Let's see a more realistic survival curve…

This is for the `netapp`

label in `ansible/ansible`

, as of
2019-04-03. There are 197 PRs, and at `t = 0`

,
we (of course) have 100% of the PRs left in the set. As time
advances, PRs either censor out, or are merged - as the
tables below show, by 120 days, only 1 PR is left, with 182
having been merged, and 14 censored, i.e still open (the
last one eventually censors out at 172 days).

## Making predictions

The above curve is quite “bumpy” as it's a step function (called the Kaplan-Meier estimate) - for predictions, we want a smooth function. For that, we use a model called the Weibull distribution. Here's the same data with the Weibull model on top:

We can see how the Weibull model gives a smooth predictive function, which we can use to ask questions like “What's the time needed to reach a 20% chance of survival?”. These are what you can see in the app.

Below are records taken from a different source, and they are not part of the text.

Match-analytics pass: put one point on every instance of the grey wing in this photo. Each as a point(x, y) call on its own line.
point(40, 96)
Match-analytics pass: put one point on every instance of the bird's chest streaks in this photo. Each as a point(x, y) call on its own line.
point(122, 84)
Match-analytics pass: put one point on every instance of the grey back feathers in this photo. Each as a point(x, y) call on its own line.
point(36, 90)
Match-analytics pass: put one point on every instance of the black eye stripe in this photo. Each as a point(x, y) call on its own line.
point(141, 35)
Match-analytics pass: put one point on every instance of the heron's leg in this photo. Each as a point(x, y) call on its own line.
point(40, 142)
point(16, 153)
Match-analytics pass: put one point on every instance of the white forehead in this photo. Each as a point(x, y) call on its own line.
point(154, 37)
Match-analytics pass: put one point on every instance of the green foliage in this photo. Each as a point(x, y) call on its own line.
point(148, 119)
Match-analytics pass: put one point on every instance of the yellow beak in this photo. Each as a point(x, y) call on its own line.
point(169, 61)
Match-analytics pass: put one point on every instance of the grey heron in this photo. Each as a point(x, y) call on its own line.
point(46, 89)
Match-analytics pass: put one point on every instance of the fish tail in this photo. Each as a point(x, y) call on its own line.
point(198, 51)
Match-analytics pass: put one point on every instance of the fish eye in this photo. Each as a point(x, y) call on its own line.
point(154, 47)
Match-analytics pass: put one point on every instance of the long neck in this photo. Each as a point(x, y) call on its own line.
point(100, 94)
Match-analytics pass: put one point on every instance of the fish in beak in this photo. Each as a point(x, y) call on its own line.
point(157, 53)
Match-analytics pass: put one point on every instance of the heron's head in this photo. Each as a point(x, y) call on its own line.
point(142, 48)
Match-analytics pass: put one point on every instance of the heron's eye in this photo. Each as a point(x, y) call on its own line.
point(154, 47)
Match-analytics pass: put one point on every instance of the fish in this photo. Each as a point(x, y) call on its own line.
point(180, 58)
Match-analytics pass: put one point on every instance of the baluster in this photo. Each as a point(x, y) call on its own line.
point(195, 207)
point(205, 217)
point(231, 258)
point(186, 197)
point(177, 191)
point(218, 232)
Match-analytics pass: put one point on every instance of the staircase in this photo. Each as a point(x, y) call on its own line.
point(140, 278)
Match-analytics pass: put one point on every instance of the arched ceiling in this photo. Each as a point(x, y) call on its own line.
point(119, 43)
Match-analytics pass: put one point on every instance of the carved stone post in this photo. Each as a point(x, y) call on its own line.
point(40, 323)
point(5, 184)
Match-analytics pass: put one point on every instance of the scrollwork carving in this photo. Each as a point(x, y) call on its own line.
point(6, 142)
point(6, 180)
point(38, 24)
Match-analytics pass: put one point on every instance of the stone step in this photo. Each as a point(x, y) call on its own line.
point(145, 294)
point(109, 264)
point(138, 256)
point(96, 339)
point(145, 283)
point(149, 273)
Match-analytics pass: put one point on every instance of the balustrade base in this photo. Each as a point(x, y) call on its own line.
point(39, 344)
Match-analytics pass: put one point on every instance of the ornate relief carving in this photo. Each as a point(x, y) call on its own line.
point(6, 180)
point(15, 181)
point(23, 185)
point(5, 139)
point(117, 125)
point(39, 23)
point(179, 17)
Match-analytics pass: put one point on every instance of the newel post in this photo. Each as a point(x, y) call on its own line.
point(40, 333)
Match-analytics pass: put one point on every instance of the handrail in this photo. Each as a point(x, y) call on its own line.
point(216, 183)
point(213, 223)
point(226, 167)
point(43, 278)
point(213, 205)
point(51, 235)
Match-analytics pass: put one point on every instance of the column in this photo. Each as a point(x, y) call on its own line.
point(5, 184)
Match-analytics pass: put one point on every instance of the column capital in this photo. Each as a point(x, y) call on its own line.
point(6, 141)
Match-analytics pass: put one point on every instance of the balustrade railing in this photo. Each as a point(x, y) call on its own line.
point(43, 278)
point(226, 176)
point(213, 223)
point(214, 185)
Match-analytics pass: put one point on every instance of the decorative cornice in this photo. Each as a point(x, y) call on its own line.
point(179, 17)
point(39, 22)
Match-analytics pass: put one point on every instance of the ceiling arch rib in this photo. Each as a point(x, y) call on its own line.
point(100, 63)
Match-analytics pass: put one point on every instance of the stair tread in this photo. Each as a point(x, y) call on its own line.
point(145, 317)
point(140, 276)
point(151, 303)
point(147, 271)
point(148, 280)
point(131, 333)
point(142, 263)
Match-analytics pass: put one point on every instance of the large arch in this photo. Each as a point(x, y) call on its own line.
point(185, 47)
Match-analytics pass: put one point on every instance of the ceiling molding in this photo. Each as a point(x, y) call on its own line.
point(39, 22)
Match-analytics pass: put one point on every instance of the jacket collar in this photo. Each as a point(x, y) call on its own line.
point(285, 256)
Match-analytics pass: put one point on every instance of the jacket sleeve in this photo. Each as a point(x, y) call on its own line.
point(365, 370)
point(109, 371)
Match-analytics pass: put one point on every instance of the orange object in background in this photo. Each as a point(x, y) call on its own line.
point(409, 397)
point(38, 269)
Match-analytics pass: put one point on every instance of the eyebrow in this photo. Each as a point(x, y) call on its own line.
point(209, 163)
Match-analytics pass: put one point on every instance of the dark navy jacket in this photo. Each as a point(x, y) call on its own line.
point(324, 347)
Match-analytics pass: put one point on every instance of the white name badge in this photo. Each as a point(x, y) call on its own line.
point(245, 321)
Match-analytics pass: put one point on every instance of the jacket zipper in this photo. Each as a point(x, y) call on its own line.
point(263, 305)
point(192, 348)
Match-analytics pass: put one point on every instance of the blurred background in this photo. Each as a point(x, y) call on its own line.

## Why do I see unrealistic values like 2000 years?!

Recall that the Weibull model provides a smooth curve for a given dataset. Now ask yourself what happens if the dataset has a large percentage of censored (i.e. still open) PRs?

Here's an example from the `affects_2.4`

label:

See how the curve is very high up, and the slope is very
slight? That means it takes a *very* long time to reach the
20% chance of survival point on the curve. Thus the
interpretation of an absurdly high 80% merge time is that
there are many open PRs in that label (on in other words,
the problem is in the data, not the analysis!)